I will do this, but I was actually going to wait, if I could, until the twins
have a blood test called TT
Glutaminase (I think that's how its spelled. They are due to have this done in
about 5 weeks time. From
this test you can tell if someone is being compliant with the diet. I know that
the twins probably are,
as they often bring me sweets home that have been given to them and then they
check with me to see if
they are GF.They get taken and collected from school. There's not much chance
in the house of taking non
GF stuff because if they want something there are plenty of GF equivalent
products about, plus there are
people in and out of the kitchen all the time. The TT Glutaminase test is shown
as range of figures
and I believe if it's below a certain range its classed as negative. You don't
normal get a score of
Nil. I would be interested to see if there is any difference between the twins
on this very sensitive
test. Beckie now has no products with wheat in and no products with malt in.
But they are both on an
approved GF diet. We took Beckie off the non wheat products because of her bad
headaches. She had about
30 days off school this year with the bad headaches. The headaches have more or
less stopped but I have
no proof that it is due to this diet or not. If Sasha's TT glutaminase test
comes back a lot higher than
Beckies I will know that even the low levels of gluten she is having could be
damaging her gut. We shall
> I wouldn't suggest going back to Actrapid, but maybe just trying the
> after the meal instead of before.
I dont really want to go back to Actrapid as I feel its a step backwards.

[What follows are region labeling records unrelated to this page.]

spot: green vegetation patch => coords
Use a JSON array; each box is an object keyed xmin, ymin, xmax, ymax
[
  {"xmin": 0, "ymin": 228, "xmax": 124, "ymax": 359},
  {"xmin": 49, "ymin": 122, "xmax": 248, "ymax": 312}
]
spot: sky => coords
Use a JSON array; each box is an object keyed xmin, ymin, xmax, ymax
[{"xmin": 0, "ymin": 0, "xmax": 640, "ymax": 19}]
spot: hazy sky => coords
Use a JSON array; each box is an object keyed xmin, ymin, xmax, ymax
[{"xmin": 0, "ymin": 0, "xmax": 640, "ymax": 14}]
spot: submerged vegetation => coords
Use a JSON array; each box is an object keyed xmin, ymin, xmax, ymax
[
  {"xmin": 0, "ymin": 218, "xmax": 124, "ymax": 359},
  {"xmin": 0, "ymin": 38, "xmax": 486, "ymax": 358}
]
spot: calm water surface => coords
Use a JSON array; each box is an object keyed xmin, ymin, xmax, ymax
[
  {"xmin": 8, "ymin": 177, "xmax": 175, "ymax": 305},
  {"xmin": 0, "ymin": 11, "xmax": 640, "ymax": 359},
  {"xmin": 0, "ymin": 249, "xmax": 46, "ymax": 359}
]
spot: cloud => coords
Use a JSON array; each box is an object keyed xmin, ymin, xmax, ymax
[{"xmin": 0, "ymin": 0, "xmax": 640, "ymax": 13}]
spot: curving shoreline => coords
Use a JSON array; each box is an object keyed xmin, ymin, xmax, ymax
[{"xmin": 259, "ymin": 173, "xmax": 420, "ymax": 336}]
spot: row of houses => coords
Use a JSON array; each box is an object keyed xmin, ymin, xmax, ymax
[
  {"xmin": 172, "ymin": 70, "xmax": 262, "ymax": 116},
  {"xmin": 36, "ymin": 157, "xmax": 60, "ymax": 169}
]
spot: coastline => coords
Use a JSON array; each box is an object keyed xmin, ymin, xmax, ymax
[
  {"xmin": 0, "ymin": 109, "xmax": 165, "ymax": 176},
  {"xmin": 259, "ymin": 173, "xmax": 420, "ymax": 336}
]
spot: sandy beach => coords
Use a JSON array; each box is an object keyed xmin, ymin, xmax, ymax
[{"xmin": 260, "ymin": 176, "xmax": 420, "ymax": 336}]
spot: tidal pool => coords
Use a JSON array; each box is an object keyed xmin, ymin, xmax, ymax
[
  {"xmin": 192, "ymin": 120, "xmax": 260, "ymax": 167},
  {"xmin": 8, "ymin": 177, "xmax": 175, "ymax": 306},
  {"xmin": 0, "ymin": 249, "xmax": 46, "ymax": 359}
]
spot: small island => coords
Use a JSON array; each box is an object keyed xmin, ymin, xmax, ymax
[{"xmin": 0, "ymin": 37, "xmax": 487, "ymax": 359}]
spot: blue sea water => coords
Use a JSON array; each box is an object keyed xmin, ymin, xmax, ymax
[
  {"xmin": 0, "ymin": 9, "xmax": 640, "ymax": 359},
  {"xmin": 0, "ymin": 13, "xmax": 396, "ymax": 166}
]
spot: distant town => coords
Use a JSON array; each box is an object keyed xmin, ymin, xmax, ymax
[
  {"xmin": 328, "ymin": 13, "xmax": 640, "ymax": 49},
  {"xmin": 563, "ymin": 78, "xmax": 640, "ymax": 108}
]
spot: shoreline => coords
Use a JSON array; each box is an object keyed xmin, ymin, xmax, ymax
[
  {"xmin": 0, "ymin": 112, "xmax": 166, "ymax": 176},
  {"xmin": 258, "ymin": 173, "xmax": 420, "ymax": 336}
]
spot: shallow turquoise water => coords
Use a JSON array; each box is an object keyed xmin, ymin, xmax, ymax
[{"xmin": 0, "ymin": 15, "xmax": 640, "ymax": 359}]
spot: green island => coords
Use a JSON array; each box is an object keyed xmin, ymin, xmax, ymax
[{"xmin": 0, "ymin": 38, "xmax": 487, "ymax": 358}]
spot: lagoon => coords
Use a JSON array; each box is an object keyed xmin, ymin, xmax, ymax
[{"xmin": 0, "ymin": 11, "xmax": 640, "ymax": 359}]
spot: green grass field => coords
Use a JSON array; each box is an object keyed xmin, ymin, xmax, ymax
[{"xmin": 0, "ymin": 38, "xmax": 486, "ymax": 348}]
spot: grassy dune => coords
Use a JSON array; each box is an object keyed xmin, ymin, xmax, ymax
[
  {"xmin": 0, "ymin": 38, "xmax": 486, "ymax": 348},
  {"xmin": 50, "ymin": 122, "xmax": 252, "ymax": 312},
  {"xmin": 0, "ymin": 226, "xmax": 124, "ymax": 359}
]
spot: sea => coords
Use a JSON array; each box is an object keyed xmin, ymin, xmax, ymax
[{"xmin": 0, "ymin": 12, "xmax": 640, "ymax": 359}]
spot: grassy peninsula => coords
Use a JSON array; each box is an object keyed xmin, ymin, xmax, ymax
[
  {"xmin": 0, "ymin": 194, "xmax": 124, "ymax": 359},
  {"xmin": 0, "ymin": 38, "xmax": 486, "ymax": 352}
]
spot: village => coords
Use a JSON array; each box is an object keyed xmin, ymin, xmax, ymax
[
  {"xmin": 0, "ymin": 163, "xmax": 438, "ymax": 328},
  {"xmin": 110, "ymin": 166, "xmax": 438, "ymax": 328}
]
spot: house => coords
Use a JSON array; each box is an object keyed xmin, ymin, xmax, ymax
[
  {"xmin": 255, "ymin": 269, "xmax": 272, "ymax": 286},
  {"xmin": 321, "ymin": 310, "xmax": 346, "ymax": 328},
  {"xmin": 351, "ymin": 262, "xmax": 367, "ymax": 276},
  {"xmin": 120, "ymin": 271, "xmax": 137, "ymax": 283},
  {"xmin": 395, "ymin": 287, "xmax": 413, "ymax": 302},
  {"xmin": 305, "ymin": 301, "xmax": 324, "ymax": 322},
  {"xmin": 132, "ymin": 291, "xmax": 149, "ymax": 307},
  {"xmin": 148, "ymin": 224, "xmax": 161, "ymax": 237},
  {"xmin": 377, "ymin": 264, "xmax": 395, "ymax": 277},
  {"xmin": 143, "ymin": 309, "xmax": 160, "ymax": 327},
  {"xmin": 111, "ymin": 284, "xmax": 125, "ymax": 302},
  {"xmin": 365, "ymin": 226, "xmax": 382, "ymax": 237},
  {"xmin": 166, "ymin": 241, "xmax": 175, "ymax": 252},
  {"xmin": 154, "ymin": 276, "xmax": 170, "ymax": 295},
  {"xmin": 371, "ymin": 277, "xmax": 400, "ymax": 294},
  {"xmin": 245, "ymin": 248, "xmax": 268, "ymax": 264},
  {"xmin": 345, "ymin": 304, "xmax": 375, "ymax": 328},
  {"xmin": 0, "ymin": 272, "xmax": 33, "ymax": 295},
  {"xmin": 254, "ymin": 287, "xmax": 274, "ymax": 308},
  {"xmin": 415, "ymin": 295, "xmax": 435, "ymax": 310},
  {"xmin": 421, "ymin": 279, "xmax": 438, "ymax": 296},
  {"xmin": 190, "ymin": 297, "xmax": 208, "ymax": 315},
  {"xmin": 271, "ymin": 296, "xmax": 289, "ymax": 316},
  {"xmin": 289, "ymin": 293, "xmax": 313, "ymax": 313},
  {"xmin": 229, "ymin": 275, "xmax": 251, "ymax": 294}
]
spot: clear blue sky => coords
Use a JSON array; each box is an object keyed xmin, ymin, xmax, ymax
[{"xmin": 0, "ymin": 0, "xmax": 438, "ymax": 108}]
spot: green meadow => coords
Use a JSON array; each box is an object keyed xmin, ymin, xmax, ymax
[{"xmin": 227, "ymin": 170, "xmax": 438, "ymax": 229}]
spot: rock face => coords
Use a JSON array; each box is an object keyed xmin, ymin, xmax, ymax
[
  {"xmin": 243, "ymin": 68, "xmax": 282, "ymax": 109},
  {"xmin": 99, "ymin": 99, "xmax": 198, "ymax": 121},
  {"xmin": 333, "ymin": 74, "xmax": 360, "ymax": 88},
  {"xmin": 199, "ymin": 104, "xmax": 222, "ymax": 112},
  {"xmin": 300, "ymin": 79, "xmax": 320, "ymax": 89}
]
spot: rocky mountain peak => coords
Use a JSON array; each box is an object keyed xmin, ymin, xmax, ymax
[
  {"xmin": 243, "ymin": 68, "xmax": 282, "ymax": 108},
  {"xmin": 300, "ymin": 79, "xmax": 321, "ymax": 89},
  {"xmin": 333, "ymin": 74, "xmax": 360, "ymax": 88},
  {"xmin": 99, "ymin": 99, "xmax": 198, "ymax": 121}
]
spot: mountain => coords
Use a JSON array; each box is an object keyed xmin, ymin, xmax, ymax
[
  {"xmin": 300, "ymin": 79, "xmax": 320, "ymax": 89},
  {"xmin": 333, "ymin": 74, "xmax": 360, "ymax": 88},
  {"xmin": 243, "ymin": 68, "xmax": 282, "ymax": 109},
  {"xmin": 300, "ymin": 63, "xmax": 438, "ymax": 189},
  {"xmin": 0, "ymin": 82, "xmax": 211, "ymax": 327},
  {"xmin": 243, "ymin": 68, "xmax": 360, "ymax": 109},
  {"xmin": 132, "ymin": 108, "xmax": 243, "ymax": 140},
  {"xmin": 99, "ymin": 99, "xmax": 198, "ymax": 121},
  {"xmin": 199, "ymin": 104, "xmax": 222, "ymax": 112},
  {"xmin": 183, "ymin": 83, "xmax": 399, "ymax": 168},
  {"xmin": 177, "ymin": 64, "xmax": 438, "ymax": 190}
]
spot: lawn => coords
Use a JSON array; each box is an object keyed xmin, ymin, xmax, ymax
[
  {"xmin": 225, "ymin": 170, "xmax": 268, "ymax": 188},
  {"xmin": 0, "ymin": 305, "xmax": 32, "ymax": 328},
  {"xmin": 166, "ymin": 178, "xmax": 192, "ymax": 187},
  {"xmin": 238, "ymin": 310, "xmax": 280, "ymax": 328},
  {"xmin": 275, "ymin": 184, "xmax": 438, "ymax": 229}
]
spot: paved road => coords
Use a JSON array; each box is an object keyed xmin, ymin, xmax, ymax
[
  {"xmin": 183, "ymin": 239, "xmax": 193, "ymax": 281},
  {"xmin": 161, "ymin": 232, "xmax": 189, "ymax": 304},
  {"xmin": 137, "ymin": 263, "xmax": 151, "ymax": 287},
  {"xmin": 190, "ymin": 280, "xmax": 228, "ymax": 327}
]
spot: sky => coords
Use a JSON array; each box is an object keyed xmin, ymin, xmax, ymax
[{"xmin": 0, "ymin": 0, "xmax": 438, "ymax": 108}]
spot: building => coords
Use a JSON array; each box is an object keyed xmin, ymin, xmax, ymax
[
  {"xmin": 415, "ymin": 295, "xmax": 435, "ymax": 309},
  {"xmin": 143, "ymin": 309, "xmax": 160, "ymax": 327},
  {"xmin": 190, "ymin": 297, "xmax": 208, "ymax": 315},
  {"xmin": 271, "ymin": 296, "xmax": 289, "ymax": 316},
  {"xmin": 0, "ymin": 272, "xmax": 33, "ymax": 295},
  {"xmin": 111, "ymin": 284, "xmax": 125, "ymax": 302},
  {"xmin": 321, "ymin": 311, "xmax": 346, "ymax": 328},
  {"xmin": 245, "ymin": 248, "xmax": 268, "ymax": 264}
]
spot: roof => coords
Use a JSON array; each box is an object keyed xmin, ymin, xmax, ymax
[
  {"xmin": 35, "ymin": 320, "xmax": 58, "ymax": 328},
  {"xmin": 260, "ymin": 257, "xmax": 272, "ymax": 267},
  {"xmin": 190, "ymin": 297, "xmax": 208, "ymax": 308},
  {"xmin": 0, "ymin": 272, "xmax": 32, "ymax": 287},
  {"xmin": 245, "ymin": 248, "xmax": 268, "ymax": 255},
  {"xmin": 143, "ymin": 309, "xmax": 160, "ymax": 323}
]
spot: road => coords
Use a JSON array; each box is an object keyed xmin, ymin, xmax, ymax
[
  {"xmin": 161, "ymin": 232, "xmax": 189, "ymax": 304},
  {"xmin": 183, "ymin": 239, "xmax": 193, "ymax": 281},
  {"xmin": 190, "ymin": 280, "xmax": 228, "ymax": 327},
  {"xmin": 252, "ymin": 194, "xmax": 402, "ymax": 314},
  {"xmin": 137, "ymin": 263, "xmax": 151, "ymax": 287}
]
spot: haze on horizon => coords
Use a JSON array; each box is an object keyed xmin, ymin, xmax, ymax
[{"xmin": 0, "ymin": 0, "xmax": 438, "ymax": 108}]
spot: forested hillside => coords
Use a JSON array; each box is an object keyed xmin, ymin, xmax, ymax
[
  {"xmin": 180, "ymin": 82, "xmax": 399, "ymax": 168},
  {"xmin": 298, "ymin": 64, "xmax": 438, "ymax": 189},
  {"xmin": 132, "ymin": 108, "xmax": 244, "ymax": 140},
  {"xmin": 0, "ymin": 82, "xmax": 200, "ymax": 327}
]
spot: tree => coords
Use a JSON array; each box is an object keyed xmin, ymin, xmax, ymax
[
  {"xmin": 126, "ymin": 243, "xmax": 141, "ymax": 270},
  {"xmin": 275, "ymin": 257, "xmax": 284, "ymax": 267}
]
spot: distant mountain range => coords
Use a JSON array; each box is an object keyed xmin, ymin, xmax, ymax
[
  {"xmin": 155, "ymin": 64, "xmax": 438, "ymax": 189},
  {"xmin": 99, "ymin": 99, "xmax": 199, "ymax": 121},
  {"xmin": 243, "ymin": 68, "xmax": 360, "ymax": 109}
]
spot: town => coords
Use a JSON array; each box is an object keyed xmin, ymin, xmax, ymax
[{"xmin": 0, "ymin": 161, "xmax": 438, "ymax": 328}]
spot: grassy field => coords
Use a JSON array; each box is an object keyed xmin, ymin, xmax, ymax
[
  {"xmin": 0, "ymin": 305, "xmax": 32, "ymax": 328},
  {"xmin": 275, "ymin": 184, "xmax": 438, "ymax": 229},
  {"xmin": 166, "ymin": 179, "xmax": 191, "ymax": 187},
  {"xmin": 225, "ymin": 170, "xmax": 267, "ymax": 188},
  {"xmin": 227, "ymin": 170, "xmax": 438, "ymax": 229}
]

> On pumps it's really a matter of trial and error.
> Jacket potatoes or very slow-acting carbs (like lentils) mean I need a square
> wave bolus. What I do is this: say I would normally take 3 units of insulin
> with my meal. Instead I would try taking the same 3 units, but over a period
> of 3 hours instead of all at once (the Minimed pump has a facility to let you
> do this). If I did this and found that I was going high an hour after the
> meal, then I'd maybe try taking the 3 units over 2 hours instead. And keep
> experimenting till I got it right. For a jacket potato I now know I need to
> take the insulin over about 2 hours, and I need less insulin than I would
> normally take for that amount of carbs (I don't know why!). As with anything
> to do with diabetes, it's never entirely predictable, because you have so
> many other variables like exercise, alcohol, phases of the moon, etc. etc.
> So you just have to do the best you can. I always favour the trial and error
> test and adjust approach, because my control is quite unpredictable, but some
> people are much more scientific about things. Elizabeth and I are almost
> totally opposite in our scientific vs trial and error approach to things, but
> neither method is really better - different things just work for different
It does seem like Sasha has had quite a few days with meals that are likely to
cause delayed highs then.
She had baked potato tonight. With a small amount of grated cheese. I dont
remember this meal having
this effect before though, maybe I just didnt notice. Yesterday she had chicken
Korma and the day
before GF chicken burger. Sasha normally doesnt eat much meat so the burger and
chicken curry were
unusual. Also before the NPH used to be lowering her bg over the evening
peaking as about 11.pm. We
always gave the NPH at 7.30. Maybe we are missing the bg lowering effect of the
NPH. Maybe I will have
to think about how I can work this out.